Managing bipolar disorder during pregnancy and the postpartum period: a critical review of current practice.

机构信息

Departments of Psychiatry and Obstetrics & Gynecology, University of Western Ontario, London, Canada.

Parkwood Institute Mental Health, London, Canada.

出版信息

Expert Rev Neurother. 2020 Apr;20(4):373-383. doi: 10.1080/14737175.2020.1743684. Epub 2020 Mar 19.
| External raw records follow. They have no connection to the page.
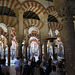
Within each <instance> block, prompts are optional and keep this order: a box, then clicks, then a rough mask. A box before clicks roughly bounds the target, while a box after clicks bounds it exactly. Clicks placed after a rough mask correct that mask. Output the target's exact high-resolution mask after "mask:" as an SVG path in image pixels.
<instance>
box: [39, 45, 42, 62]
mask: <svg viewBox="0 0 75 75" xmlns="http://www.w3.org/2000/svg"><path fill="white" fill-rule="evenodd" d="M39 57H40V60H41V61H42V44H39Z"/></svg>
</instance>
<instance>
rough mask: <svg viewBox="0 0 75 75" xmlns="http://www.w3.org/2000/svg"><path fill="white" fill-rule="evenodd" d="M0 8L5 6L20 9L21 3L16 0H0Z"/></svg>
mask: <svg viewBox="0 0 75 75" xmlns="http://www.w3.org/2000/svg"><path fill="white" fill-rule="evenodd" d="M0 6H6V7H8V8H11V9H13V8H16V9H17V10H19V9H21V3H20V2H19V1H18V0H0Z"/></svg>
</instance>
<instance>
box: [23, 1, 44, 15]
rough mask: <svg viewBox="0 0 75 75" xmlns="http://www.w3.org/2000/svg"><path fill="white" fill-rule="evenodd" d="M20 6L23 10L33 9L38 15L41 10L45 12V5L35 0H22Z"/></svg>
mask: <svg viewBox="0 0 75 75" xmlns="http://www.w3.org/2000/svg"><path fill="white" fill-rule="evenodd" d="M22 8H23V10H24V11H33V12H35V13H36V14H37V15H39V14H40V13H41V12H42V13H44V12H45V7H44V6H43V5H42V4H41V3H39V2H37V1H24V2H23V3H22Z"/></svg>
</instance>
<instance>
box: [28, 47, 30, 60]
mask: <svg viewBox="0 0 75 75" xmlns="http://www.w3.org/2000/svg"><path fill="white" fill-rule="evenodd" d="M28 47H29V59H30V46H28Z"/></svg>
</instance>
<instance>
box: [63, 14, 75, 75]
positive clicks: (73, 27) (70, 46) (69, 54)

DOI:10.1080/14737175.2020.1743684
PMID:32172610
Abstract

: Despite increased interest in the pharmacotherapy of bipolar disorder during pregnancy and the postpartum period, management of the disorder during these critical periods in a woman's life remains challenging.: The authors review the effect of pregnancy and the postpartum period on the course of bipolar disorder, describe adverse pregnancy and birth outcomes, and discuss the pharmacotherapy of bipolar disorder during and after pregnancy.: When treating women with bipolar disorder of childbearing age, clinicians should consider the possibility of pregnancy. Pre-conception counseling should be an integral part of the overall plan to manage bipolar disorder during and after pregnancy. Peripartum management of bipolar disorder is challenging and requires balancing of risks associated with the use of drugs and the potentially deleterious effects of untreated bipolar disorder on the fetus/child. Formulation of personalized treatment requires knowledge of both current (episode type, symptom severity, psychiatric comorbidity, and safety concerns) and historical (episode frequency, response to drugs and psychotherapy, and the effect of reproductive events including pregnancy and postpartum period) factors. Close monitoring is essential for early detection and management of mood episodes. Routine safety assessments are necessary to identify women at risk of harming themselves or the newborn.

摘要

尽管人们对妊娠期和产后期间双相情感障碍的药物治疗越来越感兴趣,但在女性生命中的这些关键时期管理该疾病仍然具有挑战性。作者回顾了妊娠和产后期间对双相情感障碍病程的影响,描述了不良的妊娠和分娩结局,并讨论了妊娠期和产后期间双相情感障碍的药物治疗。在治疗育龄期双相情感障碍女性时,临床医生应考虑怀孕的可能性。孕前咨询应作为管理妊娠期和产后期间双相情感障碍的整体计划的一个组成部分。围产期双相情感障碍的管理具有挑战性,需要平衡与药物使用相关的风险以及未经治疗的双相情感障碍对胎儿/儿童的潜在有害影响。个性化治疗方案的制定需要了解当前(发作类型、症状严重程度、精神共病和安全问题)和既往(发作频率、对药物和心理治疗的反应以及包括妊娠和产后期间在内的生殖事件的影响)因素。密切监测对于早期发现和管理情绪发作至关重要。有必要进行常规安全性评估,以识别有自残或伤害新生儿风险的女性。